Finite Element Damage Analysis of Plate Bending

Abstract

A ductile material is capable of undergoing large plastic deformations. The accumulated plastic deformation can induce the changes of microstructures of the material through, for example, the nucleation, growth and coalescence of microvoids. These changes in material microstructures are the irreversible thermodynamic processes and result in a progressive degradation on the material properties. The process of the initiation and growth of microvoids and other microdefects induced by plastic deformations in ductile solids is called the ductile plastic damage. The primary interest of the ductile plastic damage is to study the influence of microvoids resulting from plastic deformations on the degradation of material properties. The changes on material properties can be studied by either a phenomenological damage model or a micromechanical damage model. A number of damage definitions and measures were proposed for both the models (vide the review papers of Krajcinovic, 1984, 1989; Chaboche, 1988; among others).
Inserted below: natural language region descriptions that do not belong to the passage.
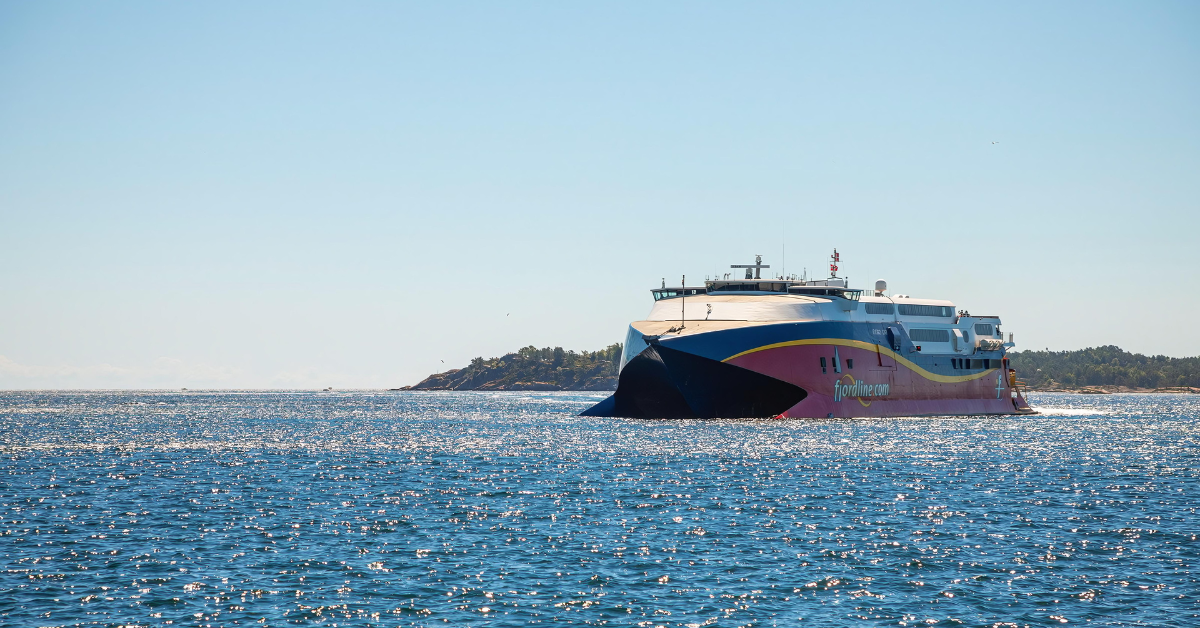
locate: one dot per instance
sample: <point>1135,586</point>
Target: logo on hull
<point>858,389</point>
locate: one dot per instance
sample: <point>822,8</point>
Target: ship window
<point>925,310</point>
<point>929,335</point>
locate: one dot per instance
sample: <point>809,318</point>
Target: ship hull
<point>807,370</point>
Within the framework of phenomenological damage model, the damage of a material can be measured in macroscale by the deduction of mechanical properties, such as the elasticity constants (Lemaitre et al., 1979). Moreover, the changes of the macro-mechanical properties can be characterized by the damage effect parameters which are able to be determined from experiments (Lemaitre, 1985). These damage parameters are the internal state variables in thermodynamics.